Sunday, April 5, 2009

The Secular Socialist Ideal is Opposed to Christianity

We hear today at Palm Sunday Mass from a scriptural passage that is used to properly attack secular socialist ideals while defending the ideals of historical Christianity. The passage comes from the Gospel of Mark.

When he was in Bethany reclining at table in the house of Simon the leper, a woman came with an alabaster jar of perfumed oil, costly genuine spikenard. She broke the alabaster jar and poured it on his head. There were some who were indignant. "Why has there been this waste of perfumed oil? It could have been sold for more than three hundred days' wages and the money given to the poor." They were infuriated with her. Jesus said, "Let her alone. Why do you make trouble for her? She has done a good thing for me. The poor you will always have with you, and whenever you wish you can do good to them, but you will not always have me…”
Then Judas Iscariot, one of the Twelve, went off to the chief priests to hand him over to them. (Mark 14:3-7, 10)

I think many of us overlook the fact that Judas’ indignation towards Christ and his tragic decision to hand Jesus over to his death came to fruition over how best to serve the poor. Today, the secular socialist ideology of robbing the rich to “serve” the poor is sadly seen as the ideal by which Christians vote. Judas, like the secular “progressives” of our day, was also a revolutionary who sought to overthrow those in power on behalf of the poor and the oppressed. However, both Judas and his contemporaries in the modern-day Far Left thought the best way to happiness was in power and control, and not self-sacrificial love and self-control.

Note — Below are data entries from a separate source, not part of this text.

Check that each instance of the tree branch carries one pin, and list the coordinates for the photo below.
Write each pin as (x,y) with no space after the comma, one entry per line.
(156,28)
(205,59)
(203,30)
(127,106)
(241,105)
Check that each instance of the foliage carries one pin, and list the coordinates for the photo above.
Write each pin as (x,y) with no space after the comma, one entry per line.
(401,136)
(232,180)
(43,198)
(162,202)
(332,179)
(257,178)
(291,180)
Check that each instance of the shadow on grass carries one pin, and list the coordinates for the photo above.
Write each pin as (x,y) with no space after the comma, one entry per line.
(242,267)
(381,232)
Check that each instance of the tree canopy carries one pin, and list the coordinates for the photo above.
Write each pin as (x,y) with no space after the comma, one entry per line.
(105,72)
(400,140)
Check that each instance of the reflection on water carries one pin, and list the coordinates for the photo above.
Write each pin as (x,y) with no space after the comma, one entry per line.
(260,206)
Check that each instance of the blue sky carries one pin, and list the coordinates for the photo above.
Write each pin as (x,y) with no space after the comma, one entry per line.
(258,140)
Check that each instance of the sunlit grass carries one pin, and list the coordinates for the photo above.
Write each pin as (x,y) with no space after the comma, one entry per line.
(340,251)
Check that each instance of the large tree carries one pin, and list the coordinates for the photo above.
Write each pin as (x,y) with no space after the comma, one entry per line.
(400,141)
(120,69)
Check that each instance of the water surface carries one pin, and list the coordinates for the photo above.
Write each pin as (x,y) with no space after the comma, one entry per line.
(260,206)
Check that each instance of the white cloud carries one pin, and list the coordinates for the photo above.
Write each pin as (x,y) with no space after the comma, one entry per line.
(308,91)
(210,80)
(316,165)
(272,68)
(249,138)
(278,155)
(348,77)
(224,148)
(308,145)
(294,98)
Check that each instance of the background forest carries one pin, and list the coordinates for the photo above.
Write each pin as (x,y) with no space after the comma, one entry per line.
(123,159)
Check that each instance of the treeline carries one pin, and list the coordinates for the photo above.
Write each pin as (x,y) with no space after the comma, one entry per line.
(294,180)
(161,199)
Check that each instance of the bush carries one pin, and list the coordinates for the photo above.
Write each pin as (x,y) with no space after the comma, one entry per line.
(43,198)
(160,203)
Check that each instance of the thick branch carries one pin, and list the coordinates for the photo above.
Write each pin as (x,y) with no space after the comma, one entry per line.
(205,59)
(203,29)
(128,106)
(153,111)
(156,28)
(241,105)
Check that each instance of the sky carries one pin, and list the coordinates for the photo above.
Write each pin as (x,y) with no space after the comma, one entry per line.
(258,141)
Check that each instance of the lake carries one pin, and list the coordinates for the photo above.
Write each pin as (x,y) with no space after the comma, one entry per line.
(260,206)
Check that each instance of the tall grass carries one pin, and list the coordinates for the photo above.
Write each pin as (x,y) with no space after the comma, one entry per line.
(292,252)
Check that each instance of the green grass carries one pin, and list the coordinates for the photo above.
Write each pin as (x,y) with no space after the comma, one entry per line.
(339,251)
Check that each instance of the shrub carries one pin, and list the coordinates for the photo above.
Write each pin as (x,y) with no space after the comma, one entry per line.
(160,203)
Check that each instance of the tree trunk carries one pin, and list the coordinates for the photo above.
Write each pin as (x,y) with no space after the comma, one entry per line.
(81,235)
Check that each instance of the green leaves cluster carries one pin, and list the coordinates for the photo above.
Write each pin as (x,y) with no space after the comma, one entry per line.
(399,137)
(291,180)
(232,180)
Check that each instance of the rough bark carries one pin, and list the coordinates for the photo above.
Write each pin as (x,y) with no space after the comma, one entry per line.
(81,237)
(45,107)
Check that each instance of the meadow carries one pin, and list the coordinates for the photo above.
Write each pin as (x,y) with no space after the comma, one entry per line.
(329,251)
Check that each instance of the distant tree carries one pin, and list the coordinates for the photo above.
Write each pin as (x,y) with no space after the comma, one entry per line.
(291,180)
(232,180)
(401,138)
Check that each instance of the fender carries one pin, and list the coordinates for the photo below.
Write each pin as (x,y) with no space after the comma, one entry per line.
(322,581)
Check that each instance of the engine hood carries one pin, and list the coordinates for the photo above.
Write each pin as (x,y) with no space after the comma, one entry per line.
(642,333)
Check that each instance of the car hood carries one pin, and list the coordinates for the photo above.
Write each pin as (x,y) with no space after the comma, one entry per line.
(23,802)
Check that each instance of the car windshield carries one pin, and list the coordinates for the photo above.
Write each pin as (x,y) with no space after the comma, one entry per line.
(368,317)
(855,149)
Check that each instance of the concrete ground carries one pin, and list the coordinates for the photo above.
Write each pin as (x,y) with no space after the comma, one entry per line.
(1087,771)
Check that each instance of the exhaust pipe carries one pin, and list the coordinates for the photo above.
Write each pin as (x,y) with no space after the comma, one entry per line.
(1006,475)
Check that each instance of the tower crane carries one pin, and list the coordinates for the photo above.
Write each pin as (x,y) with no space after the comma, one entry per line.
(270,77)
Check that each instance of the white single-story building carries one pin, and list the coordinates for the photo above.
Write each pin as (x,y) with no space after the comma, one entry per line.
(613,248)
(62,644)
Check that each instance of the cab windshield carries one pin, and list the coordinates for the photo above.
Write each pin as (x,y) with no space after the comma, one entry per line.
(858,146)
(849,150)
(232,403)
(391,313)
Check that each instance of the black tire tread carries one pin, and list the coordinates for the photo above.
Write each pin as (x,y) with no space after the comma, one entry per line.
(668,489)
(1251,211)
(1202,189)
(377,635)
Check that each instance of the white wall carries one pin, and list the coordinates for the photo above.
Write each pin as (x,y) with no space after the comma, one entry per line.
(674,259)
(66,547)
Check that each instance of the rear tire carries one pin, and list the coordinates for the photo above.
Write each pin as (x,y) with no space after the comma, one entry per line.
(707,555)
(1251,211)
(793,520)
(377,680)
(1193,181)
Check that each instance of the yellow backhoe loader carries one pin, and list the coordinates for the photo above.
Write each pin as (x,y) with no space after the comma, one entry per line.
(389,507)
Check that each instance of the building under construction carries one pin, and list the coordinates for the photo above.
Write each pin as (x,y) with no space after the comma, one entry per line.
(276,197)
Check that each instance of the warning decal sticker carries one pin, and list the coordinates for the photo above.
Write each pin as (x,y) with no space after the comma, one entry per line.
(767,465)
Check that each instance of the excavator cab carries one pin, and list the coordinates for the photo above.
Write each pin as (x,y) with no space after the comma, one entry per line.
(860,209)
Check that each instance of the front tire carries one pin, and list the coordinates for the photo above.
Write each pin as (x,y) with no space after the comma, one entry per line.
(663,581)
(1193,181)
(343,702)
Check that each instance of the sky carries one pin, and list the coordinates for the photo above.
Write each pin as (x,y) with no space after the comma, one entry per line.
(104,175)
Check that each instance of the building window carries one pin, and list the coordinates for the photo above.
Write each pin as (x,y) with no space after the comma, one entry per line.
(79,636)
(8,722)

Using Judas’ “power and control” method in today’s society, the secular socialist ideals only use the “power of the people” to take away any real control they have to love freely. What’s worse, they have no qualms about throwing out both self-control and self-sacrificial love. These things are too hard, after all. “How can we expect humans to act humanly?” they ask. “What we need to do is setup a God-like government and then defame and lie about anyone who disagrees with us.”

Indifference, not hate, is the opposite of love. A son who is passionately angry with his father has more of a relationship with his father than a son who is completely indifferent towards his father. Anger itself can be a first step towards reconciliation. Again, the problem with the secular socialist ideal is that it will make us completely indifferent towards our neighbors. According to this ideal, the next time we see a poor man we won’t say: “Hey, how can I help?” but rather say: “Why are you asking me for help? What you need is an Obama-bailout that will help you for a day or two.”

What we really need, however, is an aggressive expansion of faith-based efforts with real accountability on the local level. Aristotle, like Christ, advocated for a love/friend-based political system. The secular socialist ideal is always calling for social justice. Aristotle and Christ teach us that in a community of friendship, no justice and laws are necessary. When I’m with my friends (even friends who disagree with me on politics) we do not need laws to govern our behavior, nor do we need the government to tax us to death in order to support one another. We simply treat each other as friends.

Someone really important once said: “There is no greater love than to lay down one’s life for his friends.” Not only does this mean giving of ourselves freely, it means reaching out, getting to know, and truly loving our neighbors who thus become our friends. The secular socialist ideal, however, seeks to make strangers out of our neighbors and “friends” out of those who will go on to kill our neighbors.

But maybe they think that our eventual deaths will come easier when those who should be our real friends are only strangers.